Hoje o Brasil não conta com um centro de análise estratégica. Já houve isso no ciclo militar, quando a Escola Superior de Guerra traçava as linhas mestras do nosso pensamento estratégico. Tudo foi desmontado de forma suicida pela liderança civil que tomou conta da Nova República. [6] Somente ficou em pé, com a qualidade que o caracterizava, o Instituto para o Estudo das Relações Internacionais, IPRI, do Itamaraty, hoje ao que parece esvaziado das suas antigas funções pela liderança lulopetista.

Da presença interativa dos fatores apontados pode ocorrer um processo de renovação cultural, mediante a substituição de antigos valores em que se enraízam as tradições do cientificismo pombalino e do preconceito contrarreformista contra a riqueza. Lembremos com Ortega y Gasset que os mitos não morrem de fora para dentro, mas de dentro para fora. As tradições pombalina e contrarreformista somente poderão ser derrubadas mediante a substituição dos valores em que se alicerçam, por nova escala axiológica que defenda a liberdade individual como valor supremo, junto com a valorização do trabalho produtivo e da riqueza.

Como se pode ver, é impostergável uma reentrada no cenário cultural brasileiro, da filosofia liberal-conservadora, hoje apenas estudada em Think Tanks que, certamente, não são levados em consideração pelos donos do poder, embora apresentem uma atividade invejável. Dentre estes valha mencionar quatro: o Instituto Liberal, o Instituto Liberdade, o Instituto Mises e a rede Resistência Cultural, todos com forte presença editorial, bem como na internet e nas redes sociais. No plano das ações efetivadas por entidades estrangeiras, menciono uma de grande importância: os seminários promovidos regularmente, há duas décadas, pelo Liberty Fund, em colaboração com o Instituto Liberal do Rio de Janeiro e São Paulo e o Instituto Liberdade de Porto Alegre.
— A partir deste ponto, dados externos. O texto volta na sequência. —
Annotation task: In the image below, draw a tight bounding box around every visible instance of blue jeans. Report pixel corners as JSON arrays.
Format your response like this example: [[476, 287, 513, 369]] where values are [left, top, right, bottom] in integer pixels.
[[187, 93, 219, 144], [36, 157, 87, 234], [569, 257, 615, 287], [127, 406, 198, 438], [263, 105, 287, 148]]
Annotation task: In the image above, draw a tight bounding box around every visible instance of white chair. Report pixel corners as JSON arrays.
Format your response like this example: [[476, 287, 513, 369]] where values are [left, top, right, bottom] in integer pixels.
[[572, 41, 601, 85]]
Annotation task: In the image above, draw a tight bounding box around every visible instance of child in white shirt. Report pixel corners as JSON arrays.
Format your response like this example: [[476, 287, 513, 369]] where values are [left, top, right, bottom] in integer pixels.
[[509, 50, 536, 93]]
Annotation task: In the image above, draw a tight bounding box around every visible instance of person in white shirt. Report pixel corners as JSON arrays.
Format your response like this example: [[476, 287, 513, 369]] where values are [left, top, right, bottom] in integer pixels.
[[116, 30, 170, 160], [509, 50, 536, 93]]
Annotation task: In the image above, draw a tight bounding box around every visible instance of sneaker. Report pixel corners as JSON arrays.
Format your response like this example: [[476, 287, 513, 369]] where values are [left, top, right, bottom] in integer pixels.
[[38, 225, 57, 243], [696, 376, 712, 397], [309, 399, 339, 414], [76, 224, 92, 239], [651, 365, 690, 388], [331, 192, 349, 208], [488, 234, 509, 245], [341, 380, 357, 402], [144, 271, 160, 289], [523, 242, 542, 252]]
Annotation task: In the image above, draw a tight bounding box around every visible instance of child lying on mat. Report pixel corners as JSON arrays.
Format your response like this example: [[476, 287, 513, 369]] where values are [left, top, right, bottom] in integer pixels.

A entrada maciça de cultos evangélicos, ao longo das últimas décadas, certamente está transformando o pano de fundo cultural da sociedade brasileira, em direção a uma valorização da liberdade individual e do enriquecimento. Mas ainda precisa ser derrubada a estrutura do mito cientificista pombalino em que se apoia boa parte da nossa intelectualidade que, nas Universidades públicas notadamente, assina manifestos a favor da manutenção do status quo do estatismo e das sinecuras concedidas à nomenclatura sindical que tomou conta do meio acadêmico.






[1] Por volta de 1850, a Guarda Nacional arregimentava nada menos do que 250.000 homens livres, numa época em que o Exército do Império mal contava com 13.000 efetivos. Cf. URICOECHEA, Fernando. O minotauro imperial. São Paulo: Duas Cidades, 1978.
[2] Cf. PAIM, Antônio. A querela do estatismo. 1ª. Edição, Rio de Janeiro: Tempo Brasileiro, 1978.
[3] Cf., da minha autoria: “Tradição modernizadora e Aliança Liberal”, in Aliança Liberal: documentos da campanha presidencial. 2ª. Edição. Brasília: Câmara dos Deputados, 1983.
[4] Cf. SILVA, Golbery do Couto e, general. Geopolítica do Brasil. Rio de Janeiro: José Olympio, 1981.
[5] Cf. PAIM, Antônio. Marxismo e descendência. 1ª. Edição, Campinas: Vide Editorial, 2009.
[6] Tanto a China quanto a Rússia contam, hoje, com uma rede importante de centros de estudos estratégicos. Na China foram identificados por estudiosos alemães nada menos que 1.400 centros desse tipo. Sem a proliferação chinesa, os russos contam também com uma excelente rede de centros de análise estratégica, sendo um dos mais destacados o Instituto Russo para Estudos Estratégicos, que participa, junto com Universidades americanas e europeias da organização da International Universities Networking Conference que agendou, para 2015, ampla programação a ser realizada em Moscou, São Paulo, Washington e Dubai. O Brasil, nesse contexto, pratica o voo às escuras em matéria de relações internacionais, o que termina conduzindo ao populismo de baixo nível que se assenhoreou da nossa política de relações exteriores no ciclo lulopetista.